On 6/28/07, Louis Lenders xerox_xerox2000@yahoo.co.uk wrote:
Ben Hodgetts (Enverex <ben <at> atomnet.co.uk> writes:
Me and Chris Morgan changed it to this because we were sick of people pasting pages and pages of terminal output into the What works or What doesn't work boxes of the test data which is NOT where it belongs. The information in test data should be written in plain English, not pastes of lots of (mostly useless) terminal output which just looks awful and isn't any use to most users of the AppDB.
I agree with point 2 but the problem is most AppDB submitters just... too stupid to be able to use some sense or judgement about what they are asked to actually put in the test reports.
What you'd rather change it to would make the previous situation much, much worse so under no circumstances should it be changed to that though.
Ben
Then i would vote for a kind of extra field in which users can paste their crash/debug output , but that field wouldn't get sent into the appdb. Something like that should be possible i guess. Otherwise i fear in many cases i cannot really judge if the test result lots are valid or not......
How do you normally judge if the result is valid or not? What if the result says that everything works? It seems like any result could be faked, and we can't reject a test result from a user that had problems just because a handful of other users didn't.
What else can we do with the issue you raised in #1? If users report their app doesn't work but don't report the crash data then at least we know the app doesn't work and thats valuable data. If it is too difficult to report bugs in bugzilla we should see if there are ways to assist with this. For instance we could have an option on the test submission page of the appdb where a user could submit a new bug by attaching the crash log and this bug would be linked to the application/version they were submitting the test results for and also noted in the text of the test result. Duplicating crash/bug reports in the appdb seems the opposite of where we should be heading.

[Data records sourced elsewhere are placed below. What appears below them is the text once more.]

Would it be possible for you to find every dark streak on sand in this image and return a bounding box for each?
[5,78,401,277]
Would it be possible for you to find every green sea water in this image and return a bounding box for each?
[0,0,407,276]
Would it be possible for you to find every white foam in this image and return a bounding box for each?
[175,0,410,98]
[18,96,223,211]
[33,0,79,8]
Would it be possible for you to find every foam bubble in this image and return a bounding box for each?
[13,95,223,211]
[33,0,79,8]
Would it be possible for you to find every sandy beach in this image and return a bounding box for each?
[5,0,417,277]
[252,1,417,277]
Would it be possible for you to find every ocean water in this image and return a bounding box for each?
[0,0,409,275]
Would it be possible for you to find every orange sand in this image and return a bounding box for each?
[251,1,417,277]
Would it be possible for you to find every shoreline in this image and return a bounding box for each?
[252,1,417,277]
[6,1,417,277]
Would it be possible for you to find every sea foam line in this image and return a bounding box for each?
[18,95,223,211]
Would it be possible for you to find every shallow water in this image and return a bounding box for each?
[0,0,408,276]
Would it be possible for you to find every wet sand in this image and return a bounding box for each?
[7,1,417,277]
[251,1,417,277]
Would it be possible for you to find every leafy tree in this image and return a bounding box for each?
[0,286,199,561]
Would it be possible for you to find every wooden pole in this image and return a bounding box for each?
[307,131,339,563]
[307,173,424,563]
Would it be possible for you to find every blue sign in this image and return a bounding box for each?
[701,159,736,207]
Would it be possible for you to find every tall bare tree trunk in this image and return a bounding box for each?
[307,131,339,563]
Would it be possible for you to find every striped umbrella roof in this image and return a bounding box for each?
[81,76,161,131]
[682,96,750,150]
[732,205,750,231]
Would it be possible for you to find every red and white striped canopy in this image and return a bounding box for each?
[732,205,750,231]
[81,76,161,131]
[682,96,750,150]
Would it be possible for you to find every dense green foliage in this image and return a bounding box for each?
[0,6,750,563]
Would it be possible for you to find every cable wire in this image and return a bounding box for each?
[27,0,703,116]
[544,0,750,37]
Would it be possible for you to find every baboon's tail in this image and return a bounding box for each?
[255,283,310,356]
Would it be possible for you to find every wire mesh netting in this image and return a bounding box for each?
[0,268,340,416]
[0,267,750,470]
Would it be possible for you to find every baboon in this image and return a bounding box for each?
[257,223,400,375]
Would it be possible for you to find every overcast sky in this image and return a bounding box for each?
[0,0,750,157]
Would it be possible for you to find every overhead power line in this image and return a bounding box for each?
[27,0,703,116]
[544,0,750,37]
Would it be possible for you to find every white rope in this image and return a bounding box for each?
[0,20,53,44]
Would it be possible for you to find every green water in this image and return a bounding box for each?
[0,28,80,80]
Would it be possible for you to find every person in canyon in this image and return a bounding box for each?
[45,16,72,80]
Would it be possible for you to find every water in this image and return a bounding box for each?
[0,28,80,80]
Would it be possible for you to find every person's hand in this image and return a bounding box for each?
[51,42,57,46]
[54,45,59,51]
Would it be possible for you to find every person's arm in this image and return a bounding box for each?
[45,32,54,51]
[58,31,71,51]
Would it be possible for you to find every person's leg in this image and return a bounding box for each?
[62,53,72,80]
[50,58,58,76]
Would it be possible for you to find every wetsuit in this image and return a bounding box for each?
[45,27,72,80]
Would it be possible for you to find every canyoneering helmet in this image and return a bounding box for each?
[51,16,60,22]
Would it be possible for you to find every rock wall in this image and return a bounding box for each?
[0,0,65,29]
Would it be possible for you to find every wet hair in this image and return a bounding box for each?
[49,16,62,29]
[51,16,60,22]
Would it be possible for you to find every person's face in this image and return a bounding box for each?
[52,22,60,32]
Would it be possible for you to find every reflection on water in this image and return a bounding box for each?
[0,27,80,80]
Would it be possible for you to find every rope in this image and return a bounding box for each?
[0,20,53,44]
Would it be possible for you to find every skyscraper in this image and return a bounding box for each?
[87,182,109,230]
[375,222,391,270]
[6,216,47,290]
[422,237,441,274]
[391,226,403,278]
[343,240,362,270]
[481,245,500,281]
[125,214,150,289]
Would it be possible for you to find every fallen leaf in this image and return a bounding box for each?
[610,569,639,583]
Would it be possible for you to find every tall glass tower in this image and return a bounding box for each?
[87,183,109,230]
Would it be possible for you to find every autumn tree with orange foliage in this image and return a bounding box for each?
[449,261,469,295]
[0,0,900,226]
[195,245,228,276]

I'm not entirely sure what your point #2 is. You are arguing that we want to see crash results in test submissions because then we can reply with a suggestion about how to fix the issue? It seems like this is exactly the kind of thing we want in bugzilla since it reflects issues users have with Wine. In the example you used in #2 it seems like the issue is that the application wasn't installed under Wine. I'd recommend that in the cases where wine can't find dlls that we popup a dialog box and suggest that the user install the application under wine and that this should install the required dlls. If this dll is something wine needs to ship with then this is a legit bug and should go in bugzilla.
I guess my point about #2 is that assuming the user didn't do something really crazy, the issues the user has tend to be deficiencies in wine or its documentation and these really are legitimate issues that should be addressed.